A fearful drop of water makes a momentous discovery in this rhyming debut picture book from a poet.
Ethan begins the day in his cloud home with all his sibling raindrops. The content Ethan knows his place, so when he feels change in the air, he gets worried. One of his brothers embraces the new adventure: “Soon we will be starting our trip. / Water for the ground starts with a drip!” In the face of Ethan’s fear, his brother offers consolation, explaining that water is needed on the ground. Ethan only has to trust in Father Sun and Mother Moon, and he will find himself just where he’s meant to be. Not entirely convinced, Ethan expresses concern when he falls from the cloud in the form of a snowflake. But a sister snowflake comforts him, and Ethan tries to enjoy his descent, and come to terms with losing track of his siblings once he falls into a river. Unable to stay still, Ethan goes with the flow and begins to comprehend that his voyage is taking him where he’s needed (this revelation is accompanied by Wenke’s lovely two-page illustration of the hero looking up at the sun––an image that could inspire more meditative readers to ponder their own journeys). Eventually, Ethan’s escapades end in the sea, and he grasps that he and his family are all connected: “He was one tiny raindrop but as big as the sea. / He was part of the rocks, the rivers, and trees.” Readers are unlikely to learn much about the water cycle here, as Guidera’s science remains on the fuzzy side.
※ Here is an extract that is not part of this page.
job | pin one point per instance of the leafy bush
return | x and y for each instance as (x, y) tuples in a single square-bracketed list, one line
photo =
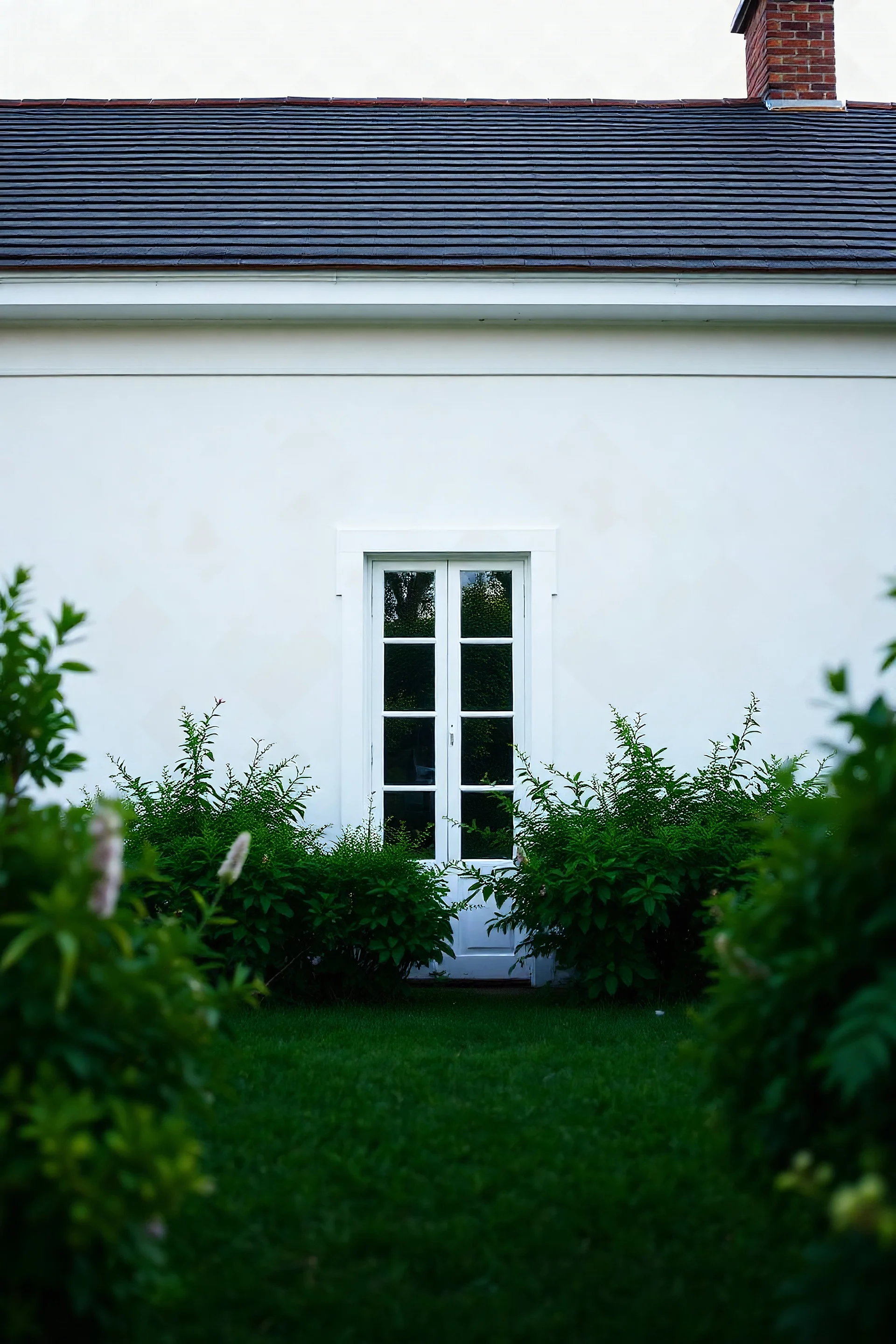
[(352, 918), (367, 914), (613, 874), (187, 824), (801, 1027), (104, 1018)]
Ethan as a raindrop works metaphorically for unexpected transformations. Like Ethan, young readers may be worried about shifts in their routines, and the soothing words from the hero’s siblings and his own realizations may help them begin to deal with sudden problems, such as a friend moving away. The beautiful, painterly illustrations gracefully enhance the narrative. The lengthy poetic text and large vocabulary make this better for lap reading than for newly independent book browsers.
A contemplative text with vibrant illustrations that should appeal to young readers facing significant changes, such as starting a new school.